Back to the Real World
Now, you say, that's all very neat, tidy and theoretical, but what about the real world of ham transmitters? Well, as always, again it's not so simple.
The problem is that we have shown that a CW signal could have a bandwidth anywhere from (0.833 W) to somewhere around (26 W) Hz, depending on the shape of the waveform, etc. And we've also shown that for optimum (i.e. minimum) bandwidth the signal envelope should have a sinusoidal shape where the period of the sine wave varies with the CW speed. But typical electronic components do not change their values dependent on CW speed. Instead most manufacturers give specifications for their CW transmitters in terms of "rise time" and "fall time". Without getting into the details, that essentially means that the shaping is independent of the CW speed and since the shape determines the bandwidth, most ham transmitters and transceivers will have a signal bandwidth that doesn't depend on the speed. So there is no real advantage, in terms of bandwidth, in sending higher or lower speed CW.
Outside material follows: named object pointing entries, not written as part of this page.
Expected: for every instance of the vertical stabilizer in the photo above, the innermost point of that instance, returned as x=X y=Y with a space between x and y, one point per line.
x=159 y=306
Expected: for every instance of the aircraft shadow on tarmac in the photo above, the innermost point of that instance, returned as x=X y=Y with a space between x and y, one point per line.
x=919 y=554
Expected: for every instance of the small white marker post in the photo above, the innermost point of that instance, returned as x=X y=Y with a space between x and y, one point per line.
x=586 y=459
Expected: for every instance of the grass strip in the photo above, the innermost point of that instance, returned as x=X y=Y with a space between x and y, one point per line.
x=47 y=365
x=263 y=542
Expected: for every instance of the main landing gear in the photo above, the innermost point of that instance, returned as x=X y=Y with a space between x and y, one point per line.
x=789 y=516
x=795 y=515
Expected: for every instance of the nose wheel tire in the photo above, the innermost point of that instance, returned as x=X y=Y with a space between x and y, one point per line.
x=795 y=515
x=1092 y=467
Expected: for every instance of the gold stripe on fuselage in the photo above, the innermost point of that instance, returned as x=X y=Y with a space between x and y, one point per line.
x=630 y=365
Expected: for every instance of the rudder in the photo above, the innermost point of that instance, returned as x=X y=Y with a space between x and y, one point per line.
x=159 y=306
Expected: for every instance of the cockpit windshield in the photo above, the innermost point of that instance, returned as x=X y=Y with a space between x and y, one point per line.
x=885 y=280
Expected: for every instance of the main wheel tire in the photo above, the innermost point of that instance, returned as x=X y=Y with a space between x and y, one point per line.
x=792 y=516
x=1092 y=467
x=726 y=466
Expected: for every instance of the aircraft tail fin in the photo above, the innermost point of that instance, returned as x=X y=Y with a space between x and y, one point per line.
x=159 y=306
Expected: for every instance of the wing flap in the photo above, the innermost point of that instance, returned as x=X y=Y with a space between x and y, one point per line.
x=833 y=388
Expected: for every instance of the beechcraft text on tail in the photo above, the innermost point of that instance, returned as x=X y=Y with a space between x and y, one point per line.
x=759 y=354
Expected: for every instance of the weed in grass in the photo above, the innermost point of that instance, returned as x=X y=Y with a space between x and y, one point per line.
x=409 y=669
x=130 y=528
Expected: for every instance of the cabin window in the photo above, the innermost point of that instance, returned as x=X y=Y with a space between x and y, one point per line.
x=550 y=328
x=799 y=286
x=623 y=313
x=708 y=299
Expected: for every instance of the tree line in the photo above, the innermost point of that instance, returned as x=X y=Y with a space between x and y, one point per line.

With the newer rigs, especially those that generate CW using DSP techniques, it is indeed possible to generate optimum CW. In fact the soundcard modes are quite capable of generating "clickless" CW as are the software-defined radios. Interestingly, many hams find the sound of perfectly "clickless" CW to be somewhat "mushy" and unpleasing to the ear. I guess there's no way to satisfy everyone.
So now you know the real story of CW bandwidth. It offers the potential for extremely narrow bandwidth signals, but most often never actually lives up to its full potential. However, perhaps the most interesting observation is that applying the latest and greatest digital processing techniques to the oldest radio communications mode, yields a measureable technical improvement in terms of bandwidth. In other words, even this old CW can be updated and made new again.
OK, so now you're sitting there and thinking that all the ham rigs must be pretty darn good, because if you listen to CW on the bands, you don't hear any key-clicks, right? But wait a minute. Let's take another look.
Most CW receivers have filters in either the IF or audio stages, or both. That means that whatever you hear has been filtered through those audio stages. So what's the difference if a CW signal gets filtered at the transmitter or at the receiver? How can you tell the difference? Well, the answer is you can't tell the difference.
Remember, if there are key clicks present on a CW signal, they will extend at odd harmonics of the CW keying speed away from the carrier frequency. So if someone is racing along at 50 WPM, the keying frequency is 50/1.2 = 41.667 Hz, in other words 41.667 dits per second - that's fast! The 3rd harmonic would be at 125 Hz, the 5th harmonic would be at 208 Hz, etc. Since many CW operator use fairly narrow receiving filters, but the time you get a few odd harmonics out, the signal is outside the receiver pass band, so you don't hear them and the signal sounds fine. Remember, it is the higher frequencies that cause the clicking and take up so much bandwidth.
So if you want to know if someone is generating key clicks or not, you normally can't just listen to their signal using normal filters. You have to tune away from their carrier frequency to see if there are harmonics of the keying frequency outside your receiver passband. Without doing that you can't tell, but the people having a QSO near by sure might notice!